I had to get some of this grass-fed stuff! I can’t be sure I have ever eaten grass-fed beef, all I know is that it is very expensive when you go to Whole Foods (usually costs about $8/lb just for the ground beef!), but cutting out the middle man brought down the price for half a cow to around $5/lb. Now when you purchase half a cow, you are looking at about 140 lbs of meat, and our family would take about a year to go through it all. So we talked to some of our friends in Sacramento, and it didn’t take long to find three other families that wanted to share our half a cow.
In April I emailed Forni Ranch requesting our half a cow, mailed the $100 deposit, and waited.
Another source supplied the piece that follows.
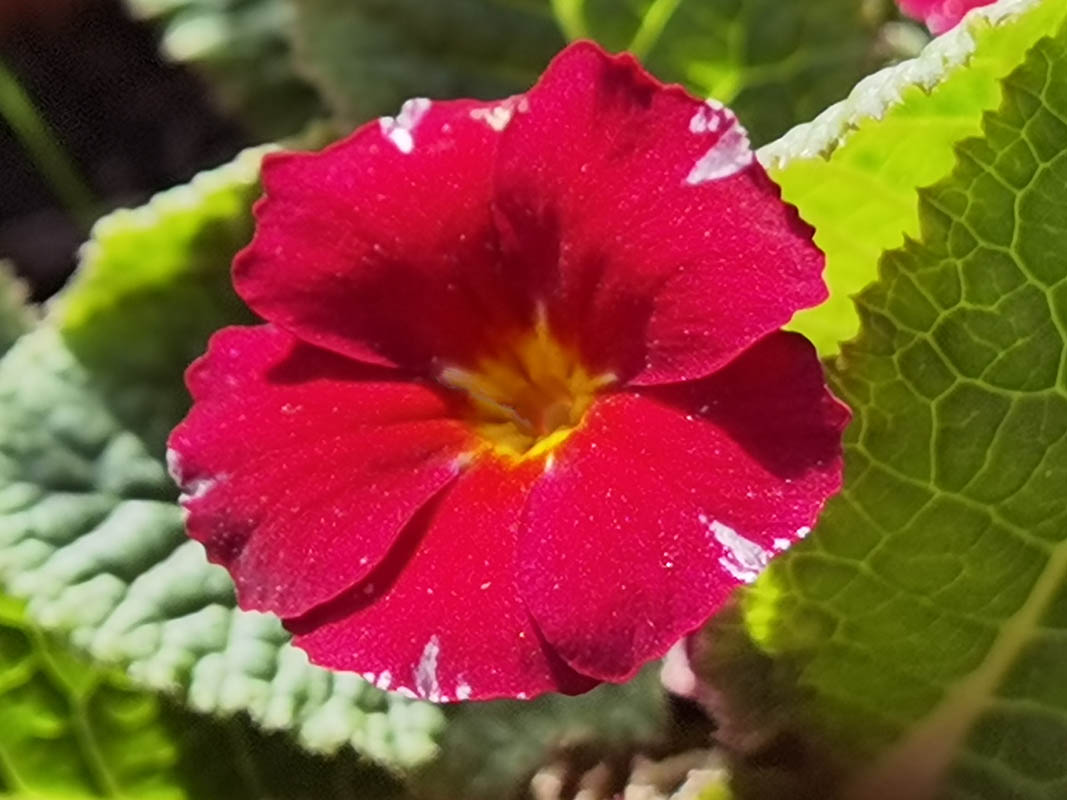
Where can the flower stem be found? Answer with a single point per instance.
(52, 161)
And waited. During all that waiting, I thought it might be fun to visit the ranch, and see the cows with our own eyes. Hey, it can’t hurt to ask. I guess I was a bit surprised when the Forni’s said yes, I wasn’t sure they would be up for it. So during one weekend in May, Bill (my father-in-law) and I took the kids on a trip to the Ranch.
I have to say it was well worth it! The kids had a blast – they took us on a hay ride through their 400 beautiful acres in El Dorado, California, and we got a chance to feed the cows, walk around some marshes, and even catch some frogs (the kids favorite activity). Toni and George Forni were class-acts, very friendly and so awesome to spend so much time with us.
And then a week later, I received a call from the butcher. He asked me about thickness of cuts (we went with 1”), size of packages (two steaks in each package, one pound of ground beef in each package), and went through a selection of cuts to see which cuts into ground beef. Our group of families wanted about half steaks, and half ground beef, so we converted the all of the roasts (rump, chuck, cross rib) to ground beef. Here is a breakdown of our 135 pounds of beef:
Steaks: top round, T-bone, Porterhouse, Filet, Tri-tip, Sirlion, Flank, and Prime Rib
Other: ground beef, stew meat, liver and bones (for soups).
About two weeks later, the butcher called to say that our beef was cut, wrapped, and ready for pickup. So the next day Kate drove out to Castle Meats in Shingle Springs, picked up the meat, and then the four families met for a “meat-swap”. The butcher’s facility was actually beautiful, clean, and friendly. Now our family has about 33 pounds of various cuts of beef in our freezer, that should take us through the summer.
I really have enjoyed working with a local rancher that can be our new source of beef, and I hope that our friends want to keep sharing a half of a cow in the future. If you live in Sacramento and are interested, contact Forni Ranch directly. They may still have some left this year.
Now for a local source of pastured poultry!